Progressives need an agenda for the court
Yet it's unclear where many of the potential appointees stand on these issues, which of these areas to prioritize and what if any litmus test a Democratic president would apply on these issues. On the right, the situation is a bit different. As legal scholar Mark Tushnet notes, "Basically, anyone whom Ronald Reagan selected for the Supreme Court who had strong ties to the Federalist Society would have done just about what Scalia did." Court watcher Jeffrey Toobin notes in "The Nine" that Bush had a very clear agenda for his appointees: Preserve the power of the president and begin dismantling Roe v. Wade. When Bush vetted possible candidates, Toobin notes, conservative activist groups were consulted, and at one point 60 "pro-family groups" were called so that Rove could make a case to them for the then-prospective nominee, Harriet Miers.

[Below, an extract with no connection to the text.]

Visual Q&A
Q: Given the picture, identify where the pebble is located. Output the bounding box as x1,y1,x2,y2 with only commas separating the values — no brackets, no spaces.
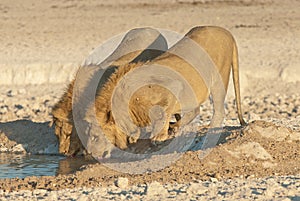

The progressive moment, on the other hand, doesn't seem to have a clear ideological litmus test for the court, or top priorities in making appointments. Should a Democratic president favor an appointee with a strong background on choice, but who opposes limits on campaign finance? And what if a candidate has a strong progressive background but is a white man, given how important lived experience to judging? Further, might the progressive movement want to make a strategic decision to de-prioritize the court to focus money and organizational muscle elsewhere? Should there be a more concerted effort to create a pipeline for progressive legal talent? How will the court shape the constraints on other branches of government?
Progressive legal scholars should begin debating these ideas and laying out legal justifications for them. Elite liberal thought leaders should begin to think about the possibility of a progressive court. Presidential candidates vying for progressive votes should say where they stand; not just on overturning bad conservative decisions, but on blazing the path to the future. And activists should begin considering what their demands might be, while think tanks begin to support them with legal research and advocacy. Possible Supreme Court appointees should be vetted based on their positions on these important questions.
On the right, organizations like the Federalist Society have dramatically re-envisioned the possibilities of the Supreme Court. Recently, conservatives have begun organizing a movement to wipe out decades of precedent and bring back the Lochner era, in which the court would strike down minimum wages and labor regulations. The right, in short, has done what progressives have not: invested serious intellectual and organizing energy into creating a more conservative court. To combat this, we need a progressive agenda for the court. Progressives may well soon take the reins. But we don't know where the hell we're going.